Details of the registration-driven workflow

The computational workflow consists of several steps: (1) Linear multi-modal registration of the annotated staining image to its underlying AF image (Intra-section registration) (Fig 2. A-(1), left). (2) Linear followed by linear then non-linear registration of mono-modal AF images from the serial sections (AF-to-AF registration, inter-section) (Fig 2. A-(2), right, Video S1). Performing this registration AF-to-AF allows mono-modal registration for the more difficult inter-section registration task. (3) The staining layer registered described in 1) is projected onto the serial section on which IMS will be performed using the transformation obtained by AF-to-AF image registration in (2) (Fig. 2-B). Annotations can be made before registration and passed along the registration path of 1) and 2) (made possible by all registrations being preserved as mathematical models) or made with the staining projected onto the AF image. The latter approach allows for direct comparison of the stain and underlying AF, where AF may give additional visual cues about the presence of targeted histological structures (Fig 2 B & C). In this example an H&E image is used for annotation, however it is worth noting that AF measurements are non-destructive and are compatible with any histological or immuno-histological stain desired for annotation.
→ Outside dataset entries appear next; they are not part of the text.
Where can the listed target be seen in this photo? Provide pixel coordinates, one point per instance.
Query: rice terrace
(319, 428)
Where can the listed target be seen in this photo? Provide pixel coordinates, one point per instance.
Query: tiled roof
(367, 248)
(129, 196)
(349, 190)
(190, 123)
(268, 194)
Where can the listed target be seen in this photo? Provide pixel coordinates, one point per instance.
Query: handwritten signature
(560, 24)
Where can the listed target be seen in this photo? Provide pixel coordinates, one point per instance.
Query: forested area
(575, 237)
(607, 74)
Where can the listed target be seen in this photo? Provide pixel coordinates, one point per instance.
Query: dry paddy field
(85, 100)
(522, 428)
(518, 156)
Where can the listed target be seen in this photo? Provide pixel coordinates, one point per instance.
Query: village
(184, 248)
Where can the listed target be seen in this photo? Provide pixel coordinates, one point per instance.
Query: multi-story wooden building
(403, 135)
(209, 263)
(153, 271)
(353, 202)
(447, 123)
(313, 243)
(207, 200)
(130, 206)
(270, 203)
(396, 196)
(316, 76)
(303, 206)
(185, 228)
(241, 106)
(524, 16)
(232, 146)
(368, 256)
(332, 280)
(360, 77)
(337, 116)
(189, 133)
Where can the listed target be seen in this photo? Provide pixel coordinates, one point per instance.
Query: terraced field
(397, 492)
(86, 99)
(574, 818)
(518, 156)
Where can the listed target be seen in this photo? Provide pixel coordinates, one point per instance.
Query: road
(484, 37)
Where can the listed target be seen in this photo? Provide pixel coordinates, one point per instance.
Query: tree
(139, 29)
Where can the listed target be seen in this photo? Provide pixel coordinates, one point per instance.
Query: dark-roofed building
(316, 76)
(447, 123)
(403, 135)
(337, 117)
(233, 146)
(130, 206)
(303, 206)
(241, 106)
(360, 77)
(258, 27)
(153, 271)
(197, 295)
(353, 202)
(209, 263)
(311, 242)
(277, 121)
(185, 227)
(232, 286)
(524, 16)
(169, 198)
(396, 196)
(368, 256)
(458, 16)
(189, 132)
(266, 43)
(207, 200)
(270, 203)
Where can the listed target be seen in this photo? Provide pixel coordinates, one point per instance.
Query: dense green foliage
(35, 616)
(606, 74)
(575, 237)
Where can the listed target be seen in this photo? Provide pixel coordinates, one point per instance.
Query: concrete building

Quantitative evaluation of global AF-to-AF registration accuracy on test tissues

The quantitative performance of the AF-to-AF registration workflow is evaluated on sets of images from 4 organs from mouse and rat by calculating the Euclidean distance between ~30 corresponding points placed by 3 independent observers. This metric was used rather than the algorithm optimization metric for the reasons outlined by Rohlfing.30 Table 1 lists statistics for the distances after registration. Overall, an almost four-fold improvement in mean distance (40 to 10 μm) was found when using a linear + nonlinear registration scheme versus linear alone when considering all 5 test cases. However, there are points that do not register well in every example set, as reflected in the median and range values of Table 1 where median values < 10 μm for every example dataset, but the range maximum distance value in the range remains high. These are a combination of less performant registration, annotation error, and sample preparation artefacts.

Table 1. Median, range, mean, and standard deviation of landmark distances for various tissues after linear and linear + non-linear registration.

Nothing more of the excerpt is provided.